More than 22,000 Afghan families have fled the fighting in Kandahar, the former stronghold of the Taliban, officials announced on Sunday.

Since the beginning of last May, violence has increased in several Afghan provinces, including Kandahar, after insurgents launched a large-scale attack just days after US-led international forces began their final withdrawal from the country.

The movement took control of dozens of provinces and border crossings and its fighters besieged the capitals of several governorates.

“The battles have forced 22,000 families to flee Kandahar in the past month,” Dost Mohammad Diriab, head of the refugee affairs department in Kandahar, told AFP. He continued: “They have all been displaced from problem areas in the city to safer areas.”

And on Sunday, the battles continued on the outskirts of the city of Kandahar.

For his part, Lalay Dastagiri, deputy governor of the province of Kandahar, told AFP that “the abandonment of some security forces, in particularly the police, allowed the Taliban to get close to this point. “He continued:” Currently, we are trying to organize the ranks of our security forces. “

Thousands of families have fled the battles in Kandahar, the former stronghold of the Taliban

Afghan forces in Kandahar, where they are in ongoing clashes with the Taliban

Local authorities had set up four camps to accommodate the displaced, the number of which is estimated in 154 thousand people.

Hafiz Muhammad Akbar, a resident of Kandahar, said his home was occupied by the Taliban after his escape. He continued: “They forced us to leave. I am currently with my family of 20 in a complex that does not have toilets “.

Fears of an escalation of the battles

Residents fear fighting will escalate in the coming days. “If they really want to fight, they should go to the desert and fight there, not destroy the city,” said Khan Muhammad, who moved with his family. in a refugee camp. He continued, “If they win, they can’t run a ghost town.”

Kandahar, with a population of 650,000, is the second largest city in Afghanistan after Kabul.

Afghan forces at the site of a car bomb explosion in Kandahar (archive)

Afghan forces at the site of a car bomb explosion in Kandahar (archive)

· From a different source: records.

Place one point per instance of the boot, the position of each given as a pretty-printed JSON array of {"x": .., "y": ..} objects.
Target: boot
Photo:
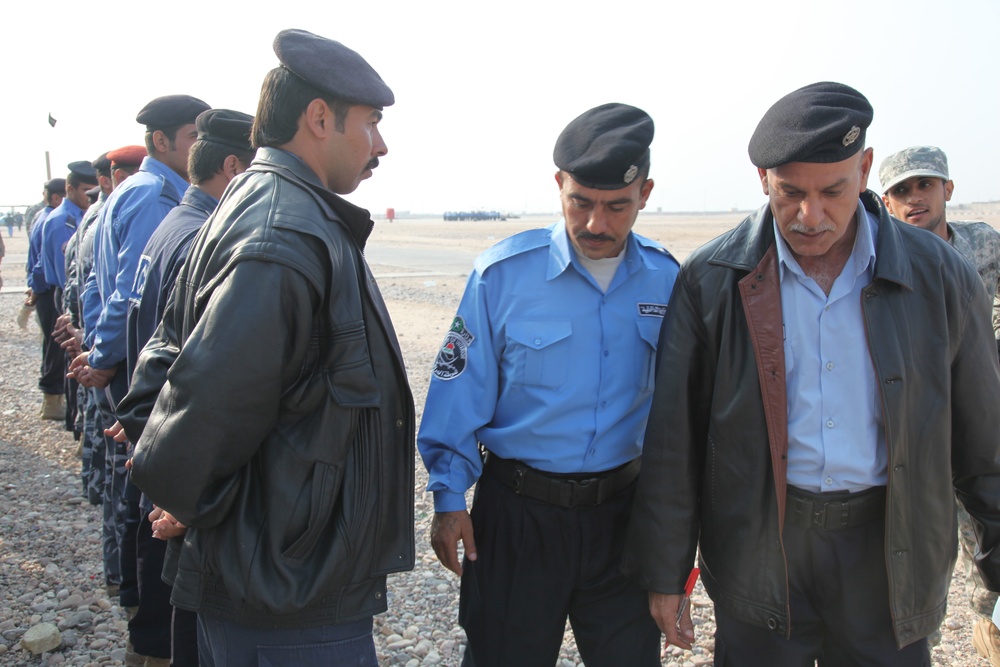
[
  {"x": 53, "y": 407},
  {"x": 986, "y": 639}
]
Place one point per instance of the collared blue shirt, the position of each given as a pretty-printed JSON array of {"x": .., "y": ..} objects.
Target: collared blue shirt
[
  {"x": 835, "y": 437},
  {"x": 33, "y": 266},
  {"x": 161, "y": 261},
  {"x": 125, "y": 223},
  {"x": 542, "y": 366},
  {"x": 56, "y": 230}
]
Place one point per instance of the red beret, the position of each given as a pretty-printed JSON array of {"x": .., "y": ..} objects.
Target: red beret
[{"x": 128, "y": 156}]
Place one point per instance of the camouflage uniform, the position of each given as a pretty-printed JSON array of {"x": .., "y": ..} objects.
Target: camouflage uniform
[{"x": 980, "y": 244}]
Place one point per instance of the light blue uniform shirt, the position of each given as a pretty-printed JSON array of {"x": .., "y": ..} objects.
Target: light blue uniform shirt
[
  {"x": 543, "y": 366},
  {"x": 836, "y": 441},
  {"x": 127, "y": 220},
  {"x": 33, "y": 267},
  {"x": 56, "y": 230}
]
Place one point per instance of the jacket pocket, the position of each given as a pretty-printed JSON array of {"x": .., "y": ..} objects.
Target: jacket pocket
[
  {"x": 319, "y": 499},
  {"x": 350, "y": 379},
  {"x": 540, "y": 351}
]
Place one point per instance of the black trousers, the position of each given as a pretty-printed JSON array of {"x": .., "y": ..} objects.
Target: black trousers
[
  {"x": 149, "y": 629},
  {"x": 539, "y": 564},
  {"x": 53, "y": 371},
  {"x": 839, "y": 599}
]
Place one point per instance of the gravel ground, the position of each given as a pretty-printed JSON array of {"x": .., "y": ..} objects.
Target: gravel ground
[{"x": 50, "y": 564}]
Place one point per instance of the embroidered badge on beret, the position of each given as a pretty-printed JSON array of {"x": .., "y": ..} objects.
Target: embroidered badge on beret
[
  {"x": 852, "y": 136},
  {"x": 453, "y": 356}
]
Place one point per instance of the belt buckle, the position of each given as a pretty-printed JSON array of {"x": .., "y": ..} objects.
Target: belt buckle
[
  {"x": 833, "y": 515},
  {"x": 518, "y": 479},
  {"x": 577, "y": 489}
]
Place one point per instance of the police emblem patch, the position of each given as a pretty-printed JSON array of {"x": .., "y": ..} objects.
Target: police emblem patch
[
  {"x": 652, "y": 309},
  {"x": 852, "y": 135},
  {"x": 453, "y": 356}
]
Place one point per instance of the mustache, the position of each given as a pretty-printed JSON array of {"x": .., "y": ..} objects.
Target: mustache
[
  {"x": 587, "y": 236},
  {"x": 806, "y": 229}
]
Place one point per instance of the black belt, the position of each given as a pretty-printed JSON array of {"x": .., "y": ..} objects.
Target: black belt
[
  {"x": 828, "y": 511},
  {"x": 561, "y": 490}
]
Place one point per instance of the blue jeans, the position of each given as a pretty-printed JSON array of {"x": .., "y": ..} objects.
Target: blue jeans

The southern province was a stronghold of the Taliban when the movement ruled the country between 1996 and 2001. After being ousted from power in 2001 by the United States in In response to the 9/11 attacks, the Taliban led a bloody insurrection that continues to this day.

In their latest offensive launched in early May, the Taliban took control of about half of the total of the country’s 400 or so provinces.

Human Rights Watch accused the Taliban movement of displacing residents, looting their properties and burning homes, including in the Spin Boldak region, on the border with Pakistan, which it seized this month.

“The Taliban leaders deny responsibility for any violations, but the prove increasing expulsions, arbitrary arrests and killings in areas under their control raise concerns among residents, “said Patricia Grossman, Amnesty’s Asia director.